Again, the answer is so simple as to be easily overlooked. Milton Himmelfarb observed years ago there is something in the Jewish sensibility (one might almost call it the Jewish “aesthetic”) that abhors blood, seeing both blood and a certain type of unfettered sexuality as antithetical to Judaism. “Inchastity is the piety of paganism… Bloodshed is likewise the piety of paganism… They did not need to read Ovid or Petronius or Tacitus or Juvenal to know how the pagans were about sex and about blood.” Alongside the proscription against sex with a menstruant, there is a very strongly written law—one might almost say, taboo—against eating the blood of an animal. The elaborate regulations surrounding the soaking and salting of meat in the kosher home are well-known. Alongside the great reverence for life, and for the blood that symbolizes it, there is a certain recoil from casual use of, or contact with, blood. One does not shed blood, one does not eat blood, and one does not, so to speak, have sex in blood.

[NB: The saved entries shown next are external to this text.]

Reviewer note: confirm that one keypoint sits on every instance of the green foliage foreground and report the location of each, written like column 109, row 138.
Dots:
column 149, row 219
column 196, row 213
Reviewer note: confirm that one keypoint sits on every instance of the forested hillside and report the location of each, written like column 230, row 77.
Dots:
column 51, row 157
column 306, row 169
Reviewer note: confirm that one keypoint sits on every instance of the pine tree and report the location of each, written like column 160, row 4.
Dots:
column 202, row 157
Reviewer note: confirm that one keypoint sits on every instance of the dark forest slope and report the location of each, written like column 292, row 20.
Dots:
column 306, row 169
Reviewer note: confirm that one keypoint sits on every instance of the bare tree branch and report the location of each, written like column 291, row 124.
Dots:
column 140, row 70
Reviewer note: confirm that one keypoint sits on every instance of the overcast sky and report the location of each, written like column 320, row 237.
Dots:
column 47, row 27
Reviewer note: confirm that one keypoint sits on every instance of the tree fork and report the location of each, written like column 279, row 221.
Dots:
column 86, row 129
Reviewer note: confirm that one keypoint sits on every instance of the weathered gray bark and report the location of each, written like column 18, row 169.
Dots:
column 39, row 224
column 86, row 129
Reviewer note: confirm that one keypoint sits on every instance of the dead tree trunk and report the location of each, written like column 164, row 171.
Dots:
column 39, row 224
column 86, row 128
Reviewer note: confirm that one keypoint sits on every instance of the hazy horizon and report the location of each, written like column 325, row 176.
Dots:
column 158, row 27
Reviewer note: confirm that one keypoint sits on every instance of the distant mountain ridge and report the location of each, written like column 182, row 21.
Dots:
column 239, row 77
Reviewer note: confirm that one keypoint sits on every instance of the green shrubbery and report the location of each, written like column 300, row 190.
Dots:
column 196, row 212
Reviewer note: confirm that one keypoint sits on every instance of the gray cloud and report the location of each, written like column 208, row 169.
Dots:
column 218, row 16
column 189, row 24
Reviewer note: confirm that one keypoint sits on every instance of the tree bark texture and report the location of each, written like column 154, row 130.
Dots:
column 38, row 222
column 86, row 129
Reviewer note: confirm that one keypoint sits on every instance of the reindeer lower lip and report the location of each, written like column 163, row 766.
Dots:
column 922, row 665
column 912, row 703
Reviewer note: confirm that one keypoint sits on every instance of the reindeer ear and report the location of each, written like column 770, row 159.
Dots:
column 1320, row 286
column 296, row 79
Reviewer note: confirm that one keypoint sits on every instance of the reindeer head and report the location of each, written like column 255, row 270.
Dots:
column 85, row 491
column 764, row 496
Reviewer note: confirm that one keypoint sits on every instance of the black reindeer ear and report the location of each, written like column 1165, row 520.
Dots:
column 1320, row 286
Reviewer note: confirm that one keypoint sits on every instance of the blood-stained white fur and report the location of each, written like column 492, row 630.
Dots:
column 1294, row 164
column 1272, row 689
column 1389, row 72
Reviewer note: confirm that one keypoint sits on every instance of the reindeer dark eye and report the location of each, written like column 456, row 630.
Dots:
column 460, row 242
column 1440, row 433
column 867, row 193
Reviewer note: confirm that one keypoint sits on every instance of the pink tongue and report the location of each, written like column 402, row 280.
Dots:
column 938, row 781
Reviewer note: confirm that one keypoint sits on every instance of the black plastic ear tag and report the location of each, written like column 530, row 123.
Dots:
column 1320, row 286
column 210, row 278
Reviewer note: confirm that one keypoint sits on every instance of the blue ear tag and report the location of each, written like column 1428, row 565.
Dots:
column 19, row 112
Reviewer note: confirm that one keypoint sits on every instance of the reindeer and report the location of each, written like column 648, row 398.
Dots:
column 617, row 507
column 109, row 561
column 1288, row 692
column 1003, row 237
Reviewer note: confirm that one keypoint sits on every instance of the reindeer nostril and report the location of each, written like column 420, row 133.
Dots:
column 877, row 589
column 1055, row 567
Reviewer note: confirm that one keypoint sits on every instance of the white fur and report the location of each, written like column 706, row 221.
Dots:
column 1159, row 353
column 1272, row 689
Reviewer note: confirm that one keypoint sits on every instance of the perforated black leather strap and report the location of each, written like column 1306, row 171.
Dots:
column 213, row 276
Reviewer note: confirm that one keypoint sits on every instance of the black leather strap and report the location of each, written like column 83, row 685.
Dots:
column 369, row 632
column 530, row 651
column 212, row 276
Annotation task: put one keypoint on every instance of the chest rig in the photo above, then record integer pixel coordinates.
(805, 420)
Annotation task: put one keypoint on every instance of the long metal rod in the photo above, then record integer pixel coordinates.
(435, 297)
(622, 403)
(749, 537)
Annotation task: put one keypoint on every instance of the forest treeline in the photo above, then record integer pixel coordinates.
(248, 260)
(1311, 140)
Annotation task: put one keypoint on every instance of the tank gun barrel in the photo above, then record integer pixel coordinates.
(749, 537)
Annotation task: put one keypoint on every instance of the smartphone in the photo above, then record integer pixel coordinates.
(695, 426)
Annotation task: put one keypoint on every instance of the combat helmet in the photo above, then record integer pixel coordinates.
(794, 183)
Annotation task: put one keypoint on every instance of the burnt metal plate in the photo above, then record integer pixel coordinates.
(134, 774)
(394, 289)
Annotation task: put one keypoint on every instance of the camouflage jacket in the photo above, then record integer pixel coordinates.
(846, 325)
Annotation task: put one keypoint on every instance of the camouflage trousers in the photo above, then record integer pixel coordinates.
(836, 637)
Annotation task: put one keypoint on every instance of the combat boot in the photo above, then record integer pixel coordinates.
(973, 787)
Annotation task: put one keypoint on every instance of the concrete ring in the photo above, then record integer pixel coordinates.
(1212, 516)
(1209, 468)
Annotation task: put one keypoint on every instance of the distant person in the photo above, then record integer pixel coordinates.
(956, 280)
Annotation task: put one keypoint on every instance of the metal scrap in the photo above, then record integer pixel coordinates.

An entirely different set of questions, upon which I can only touch in passing, deals with the issue of possible change in certain details of this observance. Our contemporary halakhic observance is based upon three or four separate seyagim, Rabbinic or customary “fences,” superimposed upon the original biblical law. Today’s separation of nearly two weeks is passed upon counting seven days from the end, rather than from the beginning, of menstruation. Due to certain exegetical difficulties in Mishnah Niddah 4.7 (and especially the difficult line of interpretation of the Rambam in Issurei Biah 6.6 ff., which proposes a strictly mathematical-conceptual model, that to my mind contravenes both common sense and experience), we apply the rules in vv. 25-30, rather than those in vv. 19-24, to every menstruant, even one who has her period with the regularity of a Swiss watch. This strict regimen is one that is extremely onerous to many couples, particularly in light of—how can we avoid it—contemporary attitudes towards sexuality. It is impossible to know how many young couples may be discouraged for this reason from adopting this basic Jewish observance. I thus ask, on a purely speculative basis, and not lema’aseh, whether there is not room for reversing some of these strict customs, and restoring the situation as it was before the series of strictures described by Rambam in I. B. 11.1-10.